Travelers during the colonial period of Mexico frequently mention mezcal, usually with an admonition as to its potency. Prussian explorer Alexander von Humboldt mentions it in his ‘Political Treatise on the Kingdom of New Spain’ (1803), noting that very strong versions of mezcal were being manufactured clandestinely. He mistakenly observed that mezcal was obtained by distilling pulque, contributing to its myth and mystique. Spanish authorities, though, treated pulque and mezcal as separate products for regulatory purposes.

America ethnologist Edward S. Curtis described in his seminal work, ‘The North American Indian,’ the preparation and consumption of mezcal by the Mescalero Apache Indians: ‘Another intoxicant, more effective than túlapai, is made from the mescal—not from the sap, according to the Mexican method, but from the cooked plant, which is placed in a heated pit and left until fermentation begins. It is then ground, mixed with water, roots added, and the whole boiled and set aside to complete fermentation. The Indians say its taste is sharp, like whiskey. A small quantity readily produces intoxication.’ This tradition has recently been revived in the Guadalupe Mountains National Park.

Traditionally, mezcal is handcrafted by small-scale producers. A village can contain dozens of production houses, called ‘fábricas’ or ‘palenques,’ each using methods that have been passed down from generation to generation. The process begins by harvesting the plants, which can weigh 40 kg each, extracting the piña, or heart, by cutting off the plant’s leaves and roots. The piñas are then cooked for about three days, often in pit ovens, which are earthen mounds over pits of hot rocks. This underground roasting gives mezcal its intense and distinctive smoky flavor. They are then crushed and mashed (traditionally by a stone wheel turned by a horse) and then left to ferment in large vats or barrels with water added.

After the mash ferments, the resulting liquid is collected and distilled in either clay or copper pots which will further modify the flavor of the final product. The distilled product is then bottled and sold. Unaged mezcal is referred to as ‘joven,’ or young. Some of the distilled product is left to age in barrels between one month and four years, but some can be aged for as long as 12 years. Mezcal can reach an alcohol content of 55%. Like tequila, mezcal is distilled twice. The first distillation is known as ‘punta,’ and comes out at around 75 proof (37.5% alcohol by volume). The liquid must then be distilled a second time to raise the alcohol percentage.

Mezcal is highly varied, depending on the species of agave used, the fruits and herbs added during fermentation and the distillation process employed, creating subtypes with names such as ‘de gusano,’ ‘tobalá,’ ‘pechuga,’ ‘blanco,’ ‘minero,’ ‘cedrón,’ ‘de alacran,’ ‘creme de café,’ and more.
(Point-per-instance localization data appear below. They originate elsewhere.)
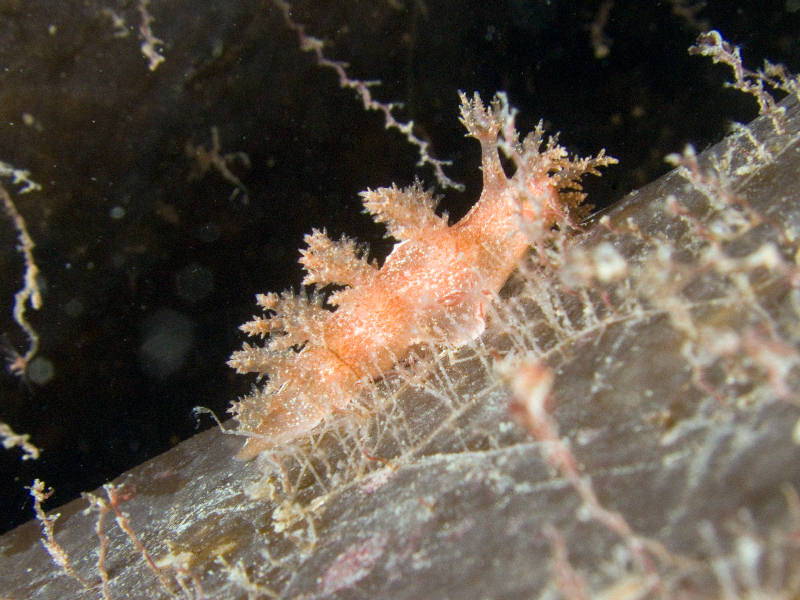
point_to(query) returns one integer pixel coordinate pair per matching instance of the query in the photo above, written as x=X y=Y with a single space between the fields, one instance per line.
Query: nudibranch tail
x=434 y=287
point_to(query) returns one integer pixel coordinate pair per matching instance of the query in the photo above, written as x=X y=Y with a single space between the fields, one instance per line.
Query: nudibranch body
x=434 y=287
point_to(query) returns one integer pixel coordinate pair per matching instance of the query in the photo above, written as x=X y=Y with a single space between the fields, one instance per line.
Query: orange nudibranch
x=434 y=287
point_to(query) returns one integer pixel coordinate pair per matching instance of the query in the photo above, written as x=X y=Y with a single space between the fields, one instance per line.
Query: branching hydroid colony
x=434 y=287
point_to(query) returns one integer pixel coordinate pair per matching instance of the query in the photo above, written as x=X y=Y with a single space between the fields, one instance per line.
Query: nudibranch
x=433 y=288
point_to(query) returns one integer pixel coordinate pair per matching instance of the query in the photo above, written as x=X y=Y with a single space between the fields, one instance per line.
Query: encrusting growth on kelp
x=433 y=288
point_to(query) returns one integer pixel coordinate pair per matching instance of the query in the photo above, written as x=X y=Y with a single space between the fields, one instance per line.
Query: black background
x=109 y=133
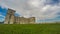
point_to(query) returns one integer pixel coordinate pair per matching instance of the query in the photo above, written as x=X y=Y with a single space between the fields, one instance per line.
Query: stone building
x=12 y=19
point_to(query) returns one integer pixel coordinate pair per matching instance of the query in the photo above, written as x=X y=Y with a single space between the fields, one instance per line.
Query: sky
x=43 y=10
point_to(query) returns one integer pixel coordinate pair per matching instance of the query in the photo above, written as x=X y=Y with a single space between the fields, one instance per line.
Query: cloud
x=41 y=9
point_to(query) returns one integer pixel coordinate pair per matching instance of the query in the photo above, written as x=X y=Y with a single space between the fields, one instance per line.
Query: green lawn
x=30 y=29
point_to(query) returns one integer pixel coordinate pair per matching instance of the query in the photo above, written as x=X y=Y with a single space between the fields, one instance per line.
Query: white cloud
x=36 y=8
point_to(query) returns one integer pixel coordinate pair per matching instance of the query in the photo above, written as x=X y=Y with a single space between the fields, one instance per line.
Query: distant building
x=12 y=19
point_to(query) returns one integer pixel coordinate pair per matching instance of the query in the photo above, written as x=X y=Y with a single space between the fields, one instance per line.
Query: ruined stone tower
x=9 y=17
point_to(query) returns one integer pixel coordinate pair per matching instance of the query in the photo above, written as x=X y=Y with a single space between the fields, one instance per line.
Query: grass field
x=30 y=29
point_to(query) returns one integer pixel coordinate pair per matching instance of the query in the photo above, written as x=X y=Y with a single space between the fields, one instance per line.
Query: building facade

A special recipe for a specific mezcal type known as ‘pechuga’ uses cinnamon, apple, plums, cloves, and other spices that is then distilled through chicken, duck, or turkey breast. It is made when the specific fruits used in the recipe are available, usually during November or December. Other variations flavor the mash with cinnamon, pineapple slices, red bananas, and sugar, each imparting a particular character. Most mezcal, however, is left untouched, allowing the flavors of the agave to come forward.

White mezcal is clear and hardly aged. Dorado (golden) mezcal is not aged but a coloring agent is added. Reposado or añejado (aged) mezcal is placed in wood barrels from two to nine months. Añejo mezcal is aged in barrels for a minimum of 12 months. The best of this type are generally aged from 18 months to three years.

Not all bottles of mezcal contain a ‘worm’ (actually the larva of a moth, Hypopta agavis that can infest agave plants), but some add one during the bottling process. There are conflicting stories as to why it is added. Some state that it is a marketing ploy, others that it is there to prove that the mezcal is fit to drink, and still others argue that the larva is there to impart flavor. Mezcal is generally not mixed with any other liquids, but is often accompanied with sliced oranges, lemon, or lime sprinkled with a mixture of ground fried larvae, ground chili peppers, and salt called ‘sal de gusano,’ which literally translates as ‘worm salt.’